古賀達也の洛中洛外日記
第509話 2012/12/27

NHK大河ドラマ「平清盛」雑感

 NHK大河ドラマ「平清盛」が終わりました。巷では視聴率が最低だったとか、場面が暗い汚いなどと散々な評判のようですが、わたしはなかなかの名作と思いました。NHK大河ドラマで、わたしが全編を見たのは「平清盛」と「龍馬伝」だけです。どちらも面白かったのですが、平安時代末期という時代背景や、登場人物の名前が「平○○」「源○○」「○○法皇」「○○上皇」ばかりで、わかりにくかったことも視聴率低迷の要因かもしれません。
 しかし、わたしは平安時代の勉強になりましたし、場面の多くが地元の京都市内ということもあって、とても身近に感じられました。それと豪華俳優陣、中でも常盤御前(牛若丸の母)役の武井咲さんや、清盛の妻・時子役の深田恭子さんらの平安時代の衣装をまとった美しさも魅力的でした。清盛役の松山ケンイチさんの演技や特殊メイクも回を追うごとに迫真さを増し、良かったと思います。この「平清盛」は後世必ずや再評価されるに違いありません。

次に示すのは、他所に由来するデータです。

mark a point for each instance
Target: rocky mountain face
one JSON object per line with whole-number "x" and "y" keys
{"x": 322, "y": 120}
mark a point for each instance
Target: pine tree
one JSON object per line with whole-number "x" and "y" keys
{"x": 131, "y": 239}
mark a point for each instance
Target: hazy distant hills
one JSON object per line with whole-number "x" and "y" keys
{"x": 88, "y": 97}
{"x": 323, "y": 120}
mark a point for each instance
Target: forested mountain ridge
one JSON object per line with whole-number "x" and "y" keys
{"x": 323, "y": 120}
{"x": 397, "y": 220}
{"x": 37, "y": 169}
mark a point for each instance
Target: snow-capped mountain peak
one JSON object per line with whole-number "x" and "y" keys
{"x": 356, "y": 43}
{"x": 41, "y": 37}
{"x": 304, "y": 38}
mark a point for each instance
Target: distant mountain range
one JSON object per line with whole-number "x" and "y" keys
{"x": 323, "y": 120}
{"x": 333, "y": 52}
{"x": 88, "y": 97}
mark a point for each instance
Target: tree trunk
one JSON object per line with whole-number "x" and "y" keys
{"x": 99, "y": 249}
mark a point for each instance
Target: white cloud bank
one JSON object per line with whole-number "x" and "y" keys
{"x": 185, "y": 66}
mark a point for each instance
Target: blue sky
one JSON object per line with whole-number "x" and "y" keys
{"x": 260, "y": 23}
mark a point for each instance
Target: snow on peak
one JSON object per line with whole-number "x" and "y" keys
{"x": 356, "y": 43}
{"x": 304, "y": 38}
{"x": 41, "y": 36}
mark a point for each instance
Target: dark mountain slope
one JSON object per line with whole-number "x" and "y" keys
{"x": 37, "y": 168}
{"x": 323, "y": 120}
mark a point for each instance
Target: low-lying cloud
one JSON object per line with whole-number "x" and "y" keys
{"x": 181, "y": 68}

 古代から中世に移る源平の時代ですが、鎌倉時代に入ると、それまで諸史料に散在していた九州年号が、各種年代暦や『二中歴』(鎌倉時代初頭の成立)などの文献に「九州年号群」史料としてまとまって出現・成立するようになります。この現象を、近畿天皇家という古代王権が衰退したため、別王朝(九州王朝・倭国)の年号である九州年号の「使用」「記述」がはばかられなくなったためと、わたしは理解してきました。ところが、どうもそれだけではないのではないかと思うようになりました。
 もしかすると、中世以降の文献に九州年号が「頻繁」に出現するようになったのは、本当に九州王朝の存在が忘却されたため、別王朝の年号という認識が無いまま「使用」「記述」されたのではないでしょうか。その証拠として、ほとんどの九州年号使用「年代暦」などは、6〜7世紀の九州年号が701年からは近畿天皇家の「大宝」年号へと「継続」した表記となっているからです。何者かはわからないまま、古代史料に遺された九州年号を近畿天皇家の年号と「同類視」し、両者を疑うことなく「継続」表記させたと思われるのです。
 もちろん、例外もあります。江戸時代成立の『襲国そのくに偽僭考』などのように、明確に「九州年号」という表記があり、このことから九州年号を「九州地方の年号」とする認識がうかがわれます。宇佐八幡宮文書にも「教到」を「筑紫の年号」と記されている文書のあることが知られています。これも、九州年号を「筑紫地方の年号」と理解していた痕跡です。
 こうした若干の例外はあるものの、ほとんどの場合は九州王朝の存在が忘却され、「九州年号」が「使用」「記述」されているのです。こうした九州年号史料の日本思想史的な考察・研究も、これからの古田学派の仕事でしょう。
 さて、来年の大河は「八重の桜」です。綾瀬はるかさん演じる山本八重(同志社創立者新島嬢の妻)の生涯をドラマ化したものです。わたしの娘の母校である同志社大学からも新島八重の生涯を漫画で綴った小冊子が送られてきました。なかなかの力の入れようですが、創立者の奥さんの生涯がNHK大河ドラマとなるのですから、当然でしょう。人気女優の剛力彩芽さんや黒木メイサさんも出演されるとのことで、来年の大河ドラマも楽しみにしています。